Relay Tolerance and Setting Errors

  • This usually adds about 0.12 s. Relays don’t trip instantaneously. Whether they’re old electromechanical designs or modern digital relays, they need time for:
    • detecting the fault (pickup time)
    • applying intentional time delay based on settings
    • energizing the output to trip the breaker

Relay Overtravel

  • For electromechanical designs, this adds about 0.10 s. Overtravel is the extra motion of the moving element after the fault current is removed. Because these relays operate using magnetic torque acting on a rotating disk, their moving parts have mechanical inertia. So when the current drops below the pickup from a successful fault isolation by the downstream protection device:
    • the magnetic torque in the upstream electromechanical relay disappears instantly
    • But the disk continues rotating due to stored kinetic energy.
    • If it rotates far enough to touch the trip contact → the relay still trips despite current having already cleared.

Circuit Breaker Opening Time

  • When a breaker receives a trip signal, it must:
    • energize the trip coil
    • physically move its contacts
    • extinguish the arc
  • The time it takes for all of these mechanical events to happen is commonly expressed in cycles. Historically, ANSI/IEEE standards categorized breakers into classes like 3-cycle, 5-cycle, and 8-cycle. This can be found in circuit breaker nameplates as the Rated Interrupting Time which is defined as the maximum permissible time interval between the energizing of the trip circuit (when the protection relay sends a signal) and the final interruption of the current in all poles (when the arc is fully extinguished). In a standard 60 Hz power system, one cycle is approximately 16.67 milliseconds. A 5-cycle rating means the breaker is designed to clear a fault within approximately 83 milliseconds (5 cycles × 16.67 ms).

Final Thoughts

Time–current curves (TCCs) are vital in overcurrent protection coordination, providing the clear separation and coordination time interval (CTI) needed to ensure each device operates in the proper sequence, preventing unnecessary tripping and improving system reliability. CTIs are essential for a reliable and selective protection system, however, they are easy to overlook when starting out in protection engineering.
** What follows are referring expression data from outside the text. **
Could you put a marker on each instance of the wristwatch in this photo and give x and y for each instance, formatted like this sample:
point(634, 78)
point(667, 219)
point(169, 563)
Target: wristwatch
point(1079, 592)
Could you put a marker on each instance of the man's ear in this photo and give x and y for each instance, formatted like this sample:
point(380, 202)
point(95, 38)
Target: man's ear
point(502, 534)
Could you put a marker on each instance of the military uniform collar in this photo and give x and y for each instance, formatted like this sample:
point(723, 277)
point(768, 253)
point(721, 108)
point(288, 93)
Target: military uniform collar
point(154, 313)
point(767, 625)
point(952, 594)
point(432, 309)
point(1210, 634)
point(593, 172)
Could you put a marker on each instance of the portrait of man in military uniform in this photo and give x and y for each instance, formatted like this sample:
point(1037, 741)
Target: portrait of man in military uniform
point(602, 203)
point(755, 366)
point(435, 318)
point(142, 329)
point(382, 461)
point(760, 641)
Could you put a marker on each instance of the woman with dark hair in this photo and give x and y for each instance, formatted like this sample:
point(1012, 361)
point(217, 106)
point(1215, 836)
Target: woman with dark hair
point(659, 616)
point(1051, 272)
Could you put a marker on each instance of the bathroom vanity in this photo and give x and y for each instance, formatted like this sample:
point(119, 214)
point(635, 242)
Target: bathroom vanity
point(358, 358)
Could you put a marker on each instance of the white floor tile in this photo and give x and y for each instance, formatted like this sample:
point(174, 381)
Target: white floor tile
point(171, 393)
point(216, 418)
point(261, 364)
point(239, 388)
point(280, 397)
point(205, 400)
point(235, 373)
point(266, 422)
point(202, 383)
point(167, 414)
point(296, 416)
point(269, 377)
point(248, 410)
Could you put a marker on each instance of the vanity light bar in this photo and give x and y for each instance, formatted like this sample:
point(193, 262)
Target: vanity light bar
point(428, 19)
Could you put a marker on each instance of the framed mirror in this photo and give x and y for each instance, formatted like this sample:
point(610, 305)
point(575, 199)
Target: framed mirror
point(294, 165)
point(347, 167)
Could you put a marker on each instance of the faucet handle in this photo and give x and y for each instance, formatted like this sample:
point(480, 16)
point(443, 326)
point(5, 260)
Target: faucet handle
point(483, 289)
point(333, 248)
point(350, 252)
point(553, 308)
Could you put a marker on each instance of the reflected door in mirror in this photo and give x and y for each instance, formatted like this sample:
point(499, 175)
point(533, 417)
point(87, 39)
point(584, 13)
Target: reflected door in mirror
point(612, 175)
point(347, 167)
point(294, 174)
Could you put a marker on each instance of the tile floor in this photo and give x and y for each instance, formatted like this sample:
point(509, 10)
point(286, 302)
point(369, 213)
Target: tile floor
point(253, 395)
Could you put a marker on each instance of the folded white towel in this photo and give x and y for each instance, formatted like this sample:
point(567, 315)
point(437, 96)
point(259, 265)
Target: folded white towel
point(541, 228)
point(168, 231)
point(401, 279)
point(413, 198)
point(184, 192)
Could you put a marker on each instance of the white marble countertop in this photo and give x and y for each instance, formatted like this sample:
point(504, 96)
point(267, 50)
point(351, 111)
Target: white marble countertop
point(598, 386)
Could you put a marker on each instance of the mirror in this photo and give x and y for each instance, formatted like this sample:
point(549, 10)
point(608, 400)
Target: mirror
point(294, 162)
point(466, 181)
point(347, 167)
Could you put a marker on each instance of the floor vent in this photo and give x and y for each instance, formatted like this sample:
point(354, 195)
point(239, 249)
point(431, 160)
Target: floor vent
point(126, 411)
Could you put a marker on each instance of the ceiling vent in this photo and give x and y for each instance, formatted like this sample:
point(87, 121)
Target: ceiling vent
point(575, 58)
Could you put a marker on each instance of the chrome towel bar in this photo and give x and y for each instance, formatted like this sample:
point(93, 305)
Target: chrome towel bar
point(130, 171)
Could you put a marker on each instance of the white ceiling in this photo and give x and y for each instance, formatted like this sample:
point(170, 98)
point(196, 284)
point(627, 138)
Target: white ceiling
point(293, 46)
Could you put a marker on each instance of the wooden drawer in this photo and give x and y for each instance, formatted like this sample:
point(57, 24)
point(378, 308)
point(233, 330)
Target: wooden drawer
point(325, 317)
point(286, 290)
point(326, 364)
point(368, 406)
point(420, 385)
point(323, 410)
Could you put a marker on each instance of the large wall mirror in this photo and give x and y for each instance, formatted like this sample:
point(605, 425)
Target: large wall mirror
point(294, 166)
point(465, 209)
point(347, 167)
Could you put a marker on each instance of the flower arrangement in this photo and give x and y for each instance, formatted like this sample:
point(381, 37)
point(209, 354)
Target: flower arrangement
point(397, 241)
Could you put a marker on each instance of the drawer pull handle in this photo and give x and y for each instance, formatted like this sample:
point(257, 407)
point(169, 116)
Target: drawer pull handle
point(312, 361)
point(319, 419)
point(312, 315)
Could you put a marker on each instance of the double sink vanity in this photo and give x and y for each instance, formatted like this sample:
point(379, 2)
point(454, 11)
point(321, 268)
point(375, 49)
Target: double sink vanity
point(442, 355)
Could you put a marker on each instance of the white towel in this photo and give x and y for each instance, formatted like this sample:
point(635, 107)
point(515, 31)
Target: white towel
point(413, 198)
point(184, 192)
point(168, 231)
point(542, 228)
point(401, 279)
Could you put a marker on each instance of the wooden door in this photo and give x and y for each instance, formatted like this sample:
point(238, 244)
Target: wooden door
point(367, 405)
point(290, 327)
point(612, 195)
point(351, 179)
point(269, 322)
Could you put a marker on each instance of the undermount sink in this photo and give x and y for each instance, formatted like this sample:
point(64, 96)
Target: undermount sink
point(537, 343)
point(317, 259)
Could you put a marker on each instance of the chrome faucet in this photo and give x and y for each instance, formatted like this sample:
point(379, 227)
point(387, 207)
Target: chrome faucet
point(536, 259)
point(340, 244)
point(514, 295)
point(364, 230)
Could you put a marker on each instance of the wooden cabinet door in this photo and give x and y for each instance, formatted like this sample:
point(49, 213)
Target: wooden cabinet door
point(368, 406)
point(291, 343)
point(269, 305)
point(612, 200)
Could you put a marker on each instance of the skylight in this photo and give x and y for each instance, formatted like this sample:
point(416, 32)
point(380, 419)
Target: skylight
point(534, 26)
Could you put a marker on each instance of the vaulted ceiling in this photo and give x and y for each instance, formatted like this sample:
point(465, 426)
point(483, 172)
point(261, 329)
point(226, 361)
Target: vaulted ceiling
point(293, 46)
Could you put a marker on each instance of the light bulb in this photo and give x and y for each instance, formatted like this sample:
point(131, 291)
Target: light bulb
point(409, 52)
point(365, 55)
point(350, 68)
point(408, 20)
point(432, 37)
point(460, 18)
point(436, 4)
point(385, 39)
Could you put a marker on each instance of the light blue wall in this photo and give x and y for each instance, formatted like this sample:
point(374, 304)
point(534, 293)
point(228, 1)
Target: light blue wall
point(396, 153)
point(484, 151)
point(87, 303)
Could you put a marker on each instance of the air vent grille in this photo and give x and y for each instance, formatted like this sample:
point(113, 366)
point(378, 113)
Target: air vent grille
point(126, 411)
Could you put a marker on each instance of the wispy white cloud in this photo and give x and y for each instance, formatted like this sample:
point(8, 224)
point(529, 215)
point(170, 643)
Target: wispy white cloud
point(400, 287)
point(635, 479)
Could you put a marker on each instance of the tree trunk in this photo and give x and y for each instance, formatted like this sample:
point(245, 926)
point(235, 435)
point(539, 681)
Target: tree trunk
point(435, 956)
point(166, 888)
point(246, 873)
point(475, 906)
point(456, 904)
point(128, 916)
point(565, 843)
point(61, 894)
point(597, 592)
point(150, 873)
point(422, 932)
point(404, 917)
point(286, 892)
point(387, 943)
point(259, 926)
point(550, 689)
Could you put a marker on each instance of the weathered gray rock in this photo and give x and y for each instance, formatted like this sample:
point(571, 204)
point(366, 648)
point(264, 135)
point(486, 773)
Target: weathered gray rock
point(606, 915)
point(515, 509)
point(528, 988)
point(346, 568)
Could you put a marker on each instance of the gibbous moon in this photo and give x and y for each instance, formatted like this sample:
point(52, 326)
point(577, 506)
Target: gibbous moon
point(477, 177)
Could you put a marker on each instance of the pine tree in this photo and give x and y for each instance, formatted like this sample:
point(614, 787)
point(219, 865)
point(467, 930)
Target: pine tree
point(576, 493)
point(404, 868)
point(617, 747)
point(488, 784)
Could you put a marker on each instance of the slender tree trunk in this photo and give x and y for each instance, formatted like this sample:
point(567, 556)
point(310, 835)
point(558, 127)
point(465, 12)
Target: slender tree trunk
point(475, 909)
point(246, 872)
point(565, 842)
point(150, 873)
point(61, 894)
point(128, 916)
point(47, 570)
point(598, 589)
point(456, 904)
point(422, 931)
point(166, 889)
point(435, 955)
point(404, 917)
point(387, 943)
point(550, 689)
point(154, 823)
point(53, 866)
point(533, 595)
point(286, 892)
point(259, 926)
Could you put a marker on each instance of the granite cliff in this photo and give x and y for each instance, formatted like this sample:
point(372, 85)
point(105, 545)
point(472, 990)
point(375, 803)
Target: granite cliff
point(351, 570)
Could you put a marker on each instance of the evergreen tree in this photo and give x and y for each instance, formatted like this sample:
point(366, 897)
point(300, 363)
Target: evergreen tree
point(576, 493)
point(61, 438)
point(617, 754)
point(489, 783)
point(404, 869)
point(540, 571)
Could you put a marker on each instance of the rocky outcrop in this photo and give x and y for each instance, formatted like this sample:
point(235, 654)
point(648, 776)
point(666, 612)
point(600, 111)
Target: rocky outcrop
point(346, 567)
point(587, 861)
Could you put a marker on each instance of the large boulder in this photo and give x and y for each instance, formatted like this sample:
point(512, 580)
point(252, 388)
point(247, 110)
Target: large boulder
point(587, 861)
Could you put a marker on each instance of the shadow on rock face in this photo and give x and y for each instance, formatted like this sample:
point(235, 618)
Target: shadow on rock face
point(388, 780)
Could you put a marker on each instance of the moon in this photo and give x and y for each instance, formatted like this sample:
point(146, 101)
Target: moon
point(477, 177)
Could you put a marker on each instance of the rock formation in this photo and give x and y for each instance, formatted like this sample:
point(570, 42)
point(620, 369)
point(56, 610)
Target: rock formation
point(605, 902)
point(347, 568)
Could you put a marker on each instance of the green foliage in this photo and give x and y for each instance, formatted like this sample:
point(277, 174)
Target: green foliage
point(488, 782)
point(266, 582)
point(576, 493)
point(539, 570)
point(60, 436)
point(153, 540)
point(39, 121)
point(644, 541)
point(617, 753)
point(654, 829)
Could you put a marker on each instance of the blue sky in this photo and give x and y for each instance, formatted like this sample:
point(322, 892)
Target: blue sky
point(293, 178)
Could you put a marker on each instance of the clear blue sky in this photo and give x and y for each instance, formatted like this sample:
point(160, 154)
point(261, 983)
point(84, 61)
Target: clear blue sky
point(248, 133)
Whether you’re coordinating fuses or modern numerical relays, understanding the delays built into each device helps ensure that the right component trips at the right time.
By applying CTIs thoughtfully—guided by IEEE 242 and real‑world practice—you can avoid nuisance trips, reduce unnecessary outages, and build a protection scheme that behaves exactly as intended when a fault occurs.

References

D. Durand, Overcurrent Protection & Coordination for Industrial Applications. IEEE Continuing Education Seminar, Houston Section, Houston, TX, Nov. 3–4, 2015. [Online]. Available: https://r5.ieee.org/houston/wp-content/uploads/sites/32/2016/01/2015-11-03-Overcurrent-Coordination-Industrial-

IEEE Std 242-2001 [The Buff Book]: IEEE Recommended Practice for Protection and Coordination of Industrial and Commercial Power Systems.(2001). S.I.: IEEE.

Blackburn, J. (2014). Protective Relaying Principles and Application, 4th ed. Boca Raton, FL: CRC Press.